È stato così emanato il decreto legislativo 14 marzo 2013, n. 33 definito un vero “Codice della trasparenza” ([12]) e la cui esposizione e commento richiederebbero una trattazione a sé.

Basterà qui rammentare – rimandando alle pregevoli trattazioni, puntuali ed approfondite, già avutesi in materia ([13]) – che la disciplina contenuta nel decreto legislativo fissa i limiti della trasparenza (art. 4) e disciplina l’accesso civico (art 5) – l’altro istituto che, insieme con la pubblicità (art 3 e segg.), realizza il bene della trasparenza nella nostra pubblica amministrazione (“la via italiana alla trasparenza amministrativa” ([14]) ) anche con riguardo alla qualità dell’informazione e all’accesso alle informazioni pubblicate nei siti.

La legge prevede, poi, il piano triennale per la trasparenza e l’integrità, il cui contenuto ed i relativi obblighi ed adempimenti procedurali sono dettagliatamente previsti.

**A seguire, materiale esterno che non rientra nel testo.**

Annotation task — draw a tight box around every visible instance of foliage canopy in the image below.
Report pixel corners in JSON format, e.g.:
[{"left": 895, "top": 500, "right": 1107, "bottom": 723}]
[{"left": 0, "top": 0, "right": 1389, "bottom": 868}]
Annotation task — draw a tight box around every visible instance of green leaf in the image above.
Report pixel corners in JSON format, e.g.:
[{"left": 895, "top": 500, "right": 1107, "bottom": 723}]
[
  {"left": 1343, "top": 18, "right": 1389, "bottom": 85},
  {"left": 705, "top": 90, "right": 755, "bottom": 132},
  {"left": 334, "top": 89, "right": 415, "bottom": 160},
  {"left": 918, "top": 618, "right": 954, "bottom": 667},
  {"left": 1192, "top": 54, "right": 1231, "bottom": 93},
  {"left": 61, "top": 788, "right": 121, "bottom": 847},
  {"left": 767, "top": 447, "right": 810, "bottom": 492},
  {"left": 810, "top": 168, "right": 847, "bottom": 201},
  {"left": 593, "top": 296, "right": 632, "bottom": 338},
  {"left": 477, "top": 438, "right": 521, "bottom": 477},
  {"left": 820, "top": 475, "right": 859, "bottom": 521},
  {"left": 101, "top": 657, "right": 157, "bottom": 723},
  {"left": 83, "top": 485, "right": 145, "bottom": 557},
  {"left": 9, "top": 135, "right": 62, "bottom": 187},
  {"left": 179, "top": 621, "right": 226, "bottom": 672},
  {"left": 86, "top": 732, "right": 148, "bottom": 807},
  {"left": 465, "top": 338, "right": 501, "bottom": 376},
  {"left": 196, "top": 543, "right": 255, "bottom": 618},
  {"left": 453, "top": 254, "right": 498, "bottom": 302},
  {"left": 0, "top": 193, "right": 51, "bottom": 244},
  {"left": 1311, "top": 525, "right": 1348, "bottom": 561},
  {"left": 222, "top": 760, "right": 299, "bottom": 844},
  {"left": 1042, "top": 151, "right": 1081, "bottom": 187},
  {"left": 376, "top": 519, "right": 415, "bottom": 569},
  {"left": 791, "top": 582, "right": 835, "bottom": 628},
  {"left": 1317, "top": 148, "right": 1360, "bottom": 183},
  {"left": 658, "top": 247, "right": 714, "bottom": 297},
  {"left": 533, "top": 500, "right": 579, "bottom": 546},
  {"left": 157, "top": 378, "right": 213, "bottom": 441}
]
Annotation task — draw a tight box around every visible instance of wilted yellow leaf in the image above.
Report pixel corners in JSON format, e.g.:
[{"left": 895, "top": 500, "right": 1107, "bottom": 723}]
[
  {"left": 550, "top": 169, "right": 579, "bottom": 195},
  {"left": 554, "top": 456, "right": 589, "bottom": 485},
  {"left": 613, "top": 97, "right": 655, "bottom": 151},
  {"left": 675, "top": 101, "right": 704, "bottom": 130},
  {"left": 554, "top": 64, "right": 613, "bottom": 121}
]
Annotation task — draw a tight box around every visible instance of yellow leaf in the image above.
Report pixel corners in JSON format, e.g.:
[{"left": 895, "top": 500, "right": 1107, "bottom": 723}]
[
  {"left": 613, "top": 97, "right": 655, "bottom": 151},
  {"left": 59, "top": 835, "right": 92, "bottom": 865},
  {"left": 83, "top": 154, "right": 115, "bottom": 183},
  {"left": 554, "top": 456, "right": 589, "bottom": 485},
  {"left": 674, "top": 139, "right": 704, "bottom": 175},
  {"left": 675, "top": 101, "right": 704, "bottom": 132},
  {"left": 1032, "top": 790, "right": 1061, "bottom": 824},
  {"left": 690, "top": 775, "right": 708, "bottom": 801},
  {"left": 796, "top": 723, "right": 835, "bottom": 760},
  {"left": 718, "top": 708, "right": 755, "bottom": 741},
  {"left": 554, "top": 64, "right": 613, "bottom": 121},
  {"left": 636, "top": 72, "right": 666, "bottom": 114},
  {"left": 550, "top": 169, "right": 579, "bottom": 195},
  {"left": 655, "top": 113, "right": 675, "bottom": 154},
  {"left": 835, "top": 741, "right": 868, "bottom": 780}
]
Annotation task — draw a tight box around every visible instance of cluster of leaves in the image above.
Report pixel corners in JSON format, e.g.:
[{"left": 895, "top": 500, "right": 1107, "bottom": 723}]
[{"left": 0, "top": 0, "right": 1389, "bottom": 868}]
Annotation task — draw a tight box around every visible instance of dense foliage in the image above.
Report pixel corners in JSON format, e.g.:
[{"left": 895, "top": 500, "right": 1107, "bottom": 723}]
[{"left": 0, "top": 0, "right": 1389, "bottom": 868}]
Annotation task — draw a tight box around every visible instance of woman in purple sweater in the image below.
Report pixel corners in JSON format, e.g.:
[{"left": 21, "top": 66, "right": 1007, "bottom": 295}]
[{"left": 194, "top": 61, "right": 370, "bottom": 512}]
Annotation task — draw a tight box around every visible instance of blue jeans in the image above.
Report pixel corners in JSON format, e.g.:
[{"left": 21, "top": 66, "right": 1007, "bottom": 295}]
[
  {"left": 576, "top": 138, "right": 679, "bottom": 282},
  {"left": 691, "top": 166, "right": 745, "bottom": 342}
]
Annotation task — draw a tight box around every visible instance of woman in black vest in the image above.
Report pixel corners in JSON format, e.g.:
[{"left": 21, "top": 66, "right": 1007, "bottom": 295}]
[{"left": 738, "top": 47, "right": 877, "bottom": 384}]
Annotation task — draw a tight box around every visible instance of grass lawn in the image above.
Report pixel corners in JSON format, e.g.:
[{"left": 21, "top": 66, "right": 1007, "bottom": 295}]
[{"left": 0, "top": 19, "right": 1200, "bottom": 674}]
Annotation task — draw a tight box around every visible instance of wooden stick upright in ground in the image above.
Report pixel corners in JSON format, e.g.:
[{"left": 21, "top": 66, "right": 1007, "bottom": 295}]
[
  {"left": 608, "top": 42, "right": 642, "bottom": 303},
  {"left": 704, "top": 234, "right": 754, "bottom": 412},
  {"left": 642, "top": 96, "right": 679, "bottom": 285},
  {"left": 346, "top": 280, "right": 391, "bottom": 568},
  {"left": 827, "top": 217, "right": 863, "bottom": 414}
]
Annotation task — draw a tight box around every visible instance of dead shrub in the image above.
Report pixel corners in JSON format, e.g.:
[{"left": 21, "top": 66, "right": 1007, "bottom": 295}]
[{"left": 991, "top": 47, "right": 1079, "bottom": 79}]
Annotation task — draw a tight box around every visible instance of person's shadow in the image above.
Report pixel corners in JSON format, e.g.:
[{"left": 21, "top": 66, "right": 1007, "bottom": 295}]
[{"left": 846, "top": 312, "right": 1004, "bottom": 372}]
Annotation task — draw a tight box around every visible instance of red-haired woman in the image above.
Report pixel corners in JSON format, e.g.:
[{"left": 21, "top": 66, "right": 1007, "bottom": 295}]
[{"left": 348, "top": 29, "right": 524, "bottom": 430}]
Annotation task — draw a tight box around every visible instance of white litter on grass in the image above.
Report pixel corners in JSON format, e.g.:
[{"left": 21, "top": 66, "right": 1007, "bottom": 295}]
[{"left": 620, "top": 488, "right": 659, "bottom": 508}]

Sono quindi disciplinati gli obblighi di pubblicazione concernenti l’organizzazione e l’attività della pubblica amministrazione nonché l’uso delle risorse e taluni obblighi posti anche a carico della rappresentanza eletta, e, quindi, gli adempimenti previsti in alcuni settori particolari: prestazione di servizi, contratti ed opere pubbliche; atti di governo del territorio ed informazioni ambientali; servizio sanitario nazionale; interventi straordinari e di urgenza.

L’ampia disciplina – di cui ci si augura altresì l’effettività – si chiude, quindi, con norme riguardanti, la vigilanza, le sanzioni, la tutela.

 

  1. 14. Rientrano, infine, tra le misure riguardanti i soggetti della pubblica amministrazione anche le norme che attengono alla trasparenza nell’attribuzione delle posizioni dirigenziali.

In tal senso, al fine di garantire l’esercizio imparziale delle funzioni amministrative e di rafforzare la separazione tra organi di indirizzo politico e organi amministrativi, è previsto che, le amministrazioni pubbliche e le aziende e le società partecipate dallo Stato e dagli altri enti pubblici, comunichino al Dipartimento della funzione pubblica, i dati utili (compresi i titoli e i curricula dei soggetti) a rilevare le posizioni dirigenziali attribuite a persone, anche esterne alle pubbliche amministrazioni, individuate discrezionalmente dall’organo di indirizzo politico senza procedure pubbliche di selezione.

I dati forniti confluiscono nella relazione annuale al Parlamento.

Sono previste, inoltre, tra le suddette misure, gli obblighi di astensione in caso di conflitti di interesse previsti per il responsabile del procedimento e per i titolari di uffici competenti ad adottare pareri, valutazioni tecniche e provvedimenti finali.

Vanno, ancora, annoverate le incompatibilità previste per il conferimento di incarichi a dipendenti pubblici.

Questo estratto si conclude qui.